The landmark, two-pillar global corporate tax deal is set to generate hundreds of billions of dollars in additional tax revenue, but there is work to do to ensure it is a success
Since 2008, the G20 and the Organisation for Economic Co-operation and Development have collaborated on international corporate tax reform to introduce transformative and potentially revolutionary changes to the framework governing multinational business profits. These efforts culminated in October 2021, when more than 135 jurisdictions representing approximately 95% of global gross domestic product concluded an international tax agreement that proposed a global minimum corporate tax rate and other detailed rules. Given the significant progress made in finalising and implementing the agreement’s two pillars since and the OECD/G20 Inclusive Framework on Base Erosion and Profit Shifting’s recent outcome statement, the G20 summit in New Delhi is poised to be a watershed moment for the regime.
Since the G20 leaders first met in Washington in 2008, they have consistently deliberated on international corporate tax reform at their summits and made actionable commitments to effect change. Overall, G20 leaders have dedicated 13,787 words to international taxation in their outcome documents, representing approximately 6% of the total words. These conclusions contained 138 collective, politically binding, future-oriented commitments on international taxation or approximately 4% of the total on all subjects. Of these commitments, the G20 Research Group has assessed 33 for G20 members’ compliance in the year after they were made. Overall, the G20’s commitments to tax reform have outperformed other policy areas, averaging 77% from 2008 to 2022, well above the all-subject average of 71%. In 2021, average compliance spiked to 88%. At the 2022 G20 summit in Bali, leaders committed to swiftly implementing the two-pillar solution in the international tax agreement.
A significant deal
The corporate tax deal reached in 2021 is significant because it proposed new constraints on state sovereignty through a historically unprecedented political and executive agreement on common goals, a technical design framework and implementation strategies. The agreement comprises two pillars. Pillar One targets the world’s largest digital services firms and reallocates a portion of their taxable income to market jurisdictions where their business occurs. Pillar Two introduces an unprecedented country-by-country minimum corporate tax rate of 15% and detailed rules intended to prevent the under-taxation of cross-border income. The OECD estimates it will generate additional tax revenue of $220 billion a year. When implemented, the two pillars will reallocate billions of tax receipts, reduce corporate tax base erosion, increase tax system fairness and enhance economic efficiency.

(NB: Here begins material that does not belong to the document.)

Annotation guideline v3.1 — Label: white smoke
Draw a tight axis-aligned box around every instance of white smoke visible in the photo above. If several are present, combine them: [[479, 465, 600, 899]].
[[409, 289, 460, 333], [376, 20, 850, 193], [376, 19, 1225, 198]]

Although the original two-year timeframe for finalising and implementing the two pillars has been delayed, G20 members and the Inclusive Framework have made significant progress since October 2021. On 11 July 2023, 138 members of the Inclusive Framework agreed on an outcome statement that summarised the deliverables developed and the remaining elements needed to implement the two-pillar solution. These include a text for a new multilateral convention and proposed framework for implementing Pillar One, the Subject-to-Tax Rule and implementation framework, and a comprehensive action plan for implementing the 2021 deal. By 21 July, six tax jurisdictions had implemented Pillar Two in domestic law, and 29 had either drafted or signalled their intention to implement legislation.
Although implementation of Pillar Two is under way globally, the core challenge is ensuring the G20 and Inclusive Framework agree on the text of the new multilateral convention implementing Pillar One and remove their unilateral digital services taxes. Inclusive Framework members also agreed in July to extend negotiations on digital services taxation until at least 2024 and to freeze the implementation of unilateral digital services taxes. However, Belarus, Canada, Pakistan, Russia and Sri Lanka did not endorse the extension, highlighting ongoing diplomatic tensions. Furthermore, doubts linger about US support for a final multilateral convention and capacity to pass legislation implementing Pillar One in Congress, given Republican opposition to the deal.
To ensure the successful implementation of the landmark global tax deal, the world leaders gathered at the New Delhi Summit should redouble their commitment to signing and ratifying the multilateral convention when it opens for signature to ensure its entry into force in 2025. In addition, G20 members should forge a consensus on removing unilateral digital services taxes to prevent a breakdown in hitherto successful international tax cooperation.